Best Move applies eclectic influences and earnest human connection to their music and runs with it. Add in some beautifully layered soundscapes, twinkling reverb guitars, intimate production, and sentimental lyrics and you have the band's recently released EP Mirror Image Twins.
Back in February, Modern Music Director Nick Brunner sat down with two thirds of the Sacramento based trio, Kris Anaya and Joseph Davancens, to talk about making music as Best Move, any hold over influences from the pair’s prior electronic project Doombird, and hopes for what it might be like to play a live show again one of these days.
Kris Anaya: The last show that Joe and I went to before the pandemic, we saw you there, it was Andy Shauf. We loved his performance because the band just sounded incredible. And they were like so tied into the record and the sound of the record. And I think everyone in the audience really kind of noticed that.
And so when Joe and I left that, we were like, “Oh, we got to step up our game.” We need to get better gear. We need to practice more and stuff like that. And we want to get this sound between, like the record and live and put it together and the pandemic happened. [Chuckles] So that didn't happen.
But we're still hoping to, when we get back and play a show to kind of give the audience that kind of vibe you know? Where they come in and they go,’ “Oh, they really performed the sound on the record, like they said they were going to.”
Yeah, that Andy Shauf show reminded me of something. When I saw it, I was amazed by how one to one the sound was live, that it is on the record. Is that the kind of thing that you want to explore with Best Move?
Joseph Davancens: We're very interested in that and reproducing the record as faithfully as possible live. It's also really hard. Especially with this record, because there's like so many layers on it. And then also, the music is really kind of, it's really quiet and kind of soft and in a way the performances are sort of minimalistic. Especially the drums and our drummer, like, hates us because of this. Not really. But I think the payoff is good.
Multi-instrumentalist Joseph Davancens playing bass at a recording session.Photo by Raoul Ortega, Courtesy of Park the Van
You know, Kris, when I listen to the music you make with Joe and Best Move, I'm taken back to the music you were making as Doombird, a little more baroque pop kind of style. Is that a fair comparison?
Anaya: Yeah. So it definitely does draw that comparison in sound. And it just feels like, you know, with electronic music, I think I was excited to do it because it was something new. But this kind of music [with Best Move] is more comfortable to me, you know, as a singer songwriter.

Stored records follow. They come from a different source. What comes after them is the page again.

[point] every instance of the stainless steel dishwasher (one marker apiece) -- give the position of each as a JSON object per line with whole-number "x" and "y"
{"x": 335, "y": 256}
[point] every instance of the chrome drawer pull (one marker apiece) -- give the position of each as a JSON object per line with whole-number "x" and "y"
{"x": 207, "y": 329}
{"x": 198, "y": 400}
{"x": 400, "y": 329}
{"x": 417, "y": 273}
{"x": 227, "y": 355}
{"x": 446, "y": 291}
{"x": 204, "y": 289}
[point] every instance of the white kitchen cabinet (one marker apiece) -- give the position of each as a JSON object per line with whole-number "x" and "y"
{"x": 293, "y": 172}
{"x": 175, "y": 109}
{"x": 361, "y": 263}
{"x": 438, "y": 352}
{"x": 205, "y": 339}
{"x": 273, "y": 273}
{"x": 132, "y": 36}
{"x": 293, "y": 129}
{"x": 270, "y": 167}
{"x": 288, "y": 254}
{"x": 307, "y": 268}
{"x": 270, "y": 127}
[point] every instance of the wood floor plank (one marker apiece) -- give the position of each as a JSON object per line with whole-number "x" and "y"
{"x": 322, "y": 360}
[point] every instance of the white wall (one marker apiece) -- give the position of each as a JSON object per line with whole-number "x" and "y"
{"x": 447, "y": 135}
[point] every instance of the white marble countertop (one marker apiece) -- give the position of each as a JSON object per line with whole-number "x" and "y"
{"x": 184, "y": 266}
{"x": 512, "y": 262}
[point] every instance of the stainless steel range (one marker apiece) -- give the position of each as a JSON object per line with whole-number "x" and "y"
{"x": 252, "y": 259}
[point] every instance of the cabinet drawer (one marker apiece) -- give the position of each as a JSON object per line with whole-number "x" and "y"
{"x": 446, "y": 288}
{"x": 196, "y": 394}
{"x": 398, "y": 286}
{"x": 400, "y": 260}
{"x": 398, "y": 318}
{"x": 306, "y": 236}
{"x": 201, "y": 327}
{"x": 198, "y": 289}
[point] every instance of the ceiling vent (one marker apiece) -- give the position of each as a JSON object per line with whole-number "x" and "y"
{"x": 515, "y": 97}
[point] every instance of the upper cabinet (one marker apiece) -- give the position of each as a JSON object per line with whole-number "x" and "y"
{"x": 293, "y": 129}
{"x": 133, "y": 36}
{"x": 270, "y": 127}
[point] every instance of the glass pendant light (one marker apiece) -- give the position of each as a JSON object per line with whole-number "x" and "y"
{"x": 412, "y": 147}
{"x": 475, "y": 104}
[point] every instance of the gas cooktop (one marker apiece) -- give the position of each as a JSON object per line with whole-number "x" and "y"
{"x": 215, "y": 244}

Just seemed like for me, a place that I wanted to travel back to. So the first person I could think of to work with on it was Joe at the time. And yeah, it kind of just draws back to that old singer-songwriter stuff that seems more natural to me.
Well, it’s not like we're out of the woods pandemic-wise, and we probably won't be for some time. What do you want to do this year that maybe you otherwise couldn't in 2020?
Anaya: Yeah, we've got a lot of things coming up. So we're going to perform a live session at this studio called Panoramic House in March. We're going to film it so we can broadcast it live for people to watch.
And then we're going to release an EP coming up in the next couple of months. And then we're hoping by fall that we'll start playing shows again.
Davancens: Yeah, I can't wait to play a show, and I'm sure there's a lot of people who can't wait to go see shows. I can totally understand and would probably be sort of scared and like, have some trepidation about getting in a room with a bunch of people. But yeah, it's going to be weird when it kind of comes back on.
Is it daunting to have to debut music [right now]? There's going to be so many people vying for so much attention.
Anaya: I think it's gonna be fine. I'm not overly nervous about it. I think that there's still gonna be space for this band. And I think people are gonna want to go out to shows because they like the music, you know? And if we put it on social media and we say, “Hey, we're finally playing a show.” I'm sure that people that liked listening to it, wanna come see us play.
I think I'm mostly concerned about the energy because our music is kind of more emotional in a sense. And maybe some people just want to go see electronic music, you know, cause they want to forget the pandemic that happened. Or maybe they just want to still wrap in some very depressing songs and still enjoy that. So I think that's what I'm kind of most concerned about.